My only complaint with the Spartan compound is that the oil and silicon carbide separate and it needs to be stirred well with each use.
1- First use the two wrenches to loosen the jam nut from the flange nut.
2-Remove jam nut, flange nut and dog washer from the cone/plug shaft and set aside. Some brands like the old Wilcox Crittenden seacocks did not have "dogs" on the washer. Many a tapered cone owner, myself included, have dropped jam nuts, flange nuts or the dog washer into the bilge during removal or re-installation. A wise man once suggested to me to wrap a towel around the base of the seacock when removing the pieces. This prevents the old "bounce & slide" disappearing act. On some boats if you drop a part they are gone forever!
3-Use handle to move valve and the cone/plug will pop out.

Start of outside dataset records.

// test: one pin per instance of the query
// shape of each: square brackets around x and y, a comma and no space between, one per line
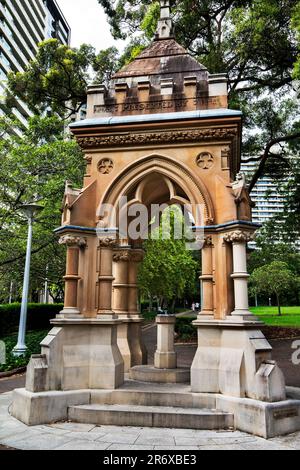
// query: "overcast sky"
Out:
[88,23]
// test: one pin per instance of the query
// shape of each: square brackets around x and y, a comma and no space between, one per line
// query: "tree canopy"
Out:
[58,77]
[256,42]
[169,270]
[34,166]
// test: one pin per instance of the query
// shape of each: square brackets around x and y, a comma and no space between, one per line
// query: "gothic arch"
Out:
[175,175]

4- If the valve was stuck a light tap on the nut end, with a hardwood mallet, will almost always free the cone from the valve body. If you do not have a hardwood mallet just leave the jam nut 90% on and tap on the nut. This will prevent you from damaging the threads on the cones shaft. DO NOT beat on it.
5- Use a good grease cutting solvent & a rag, I like odorless mineral spirits, to thoroughly clean the inside of the valve body.
A Nasty Cone/Plug
Ideally you want the most contact area you can get. I try for about 80-90% minimum contact area between the valve body and the cone/plug but on some cones that is not even possible.
Here we have what looks to be less than 30% contact and the valve had been leaking. Even a thorough cleaning and greasing may have only stopped the leaking for a short while, and it needed to be lap fit. Keep in mind that the main goal here is simply no weeping when open or closed. If 60% contact area in the right spots does it, then you're good to go.
It should be noted that this Spartan Seacock was 32 years old. Show me even one 32 year old ball valve in the marine environment still working and I'd be very surprised. This is why I like Groco's flanged adapter so much. Ball valves just do not last like a true tapered cone seacock does.
In-frequent servicing leads to sea-crud build up in the spot on the cone when it is in the closed position. When you then move the valve it carries this abrasive crud into the valve body thus wearing it down. If you grease annually, and open your valves properly, as in 100% open, not just partially open, you can minimize this wear and prolong the time between lap fitting.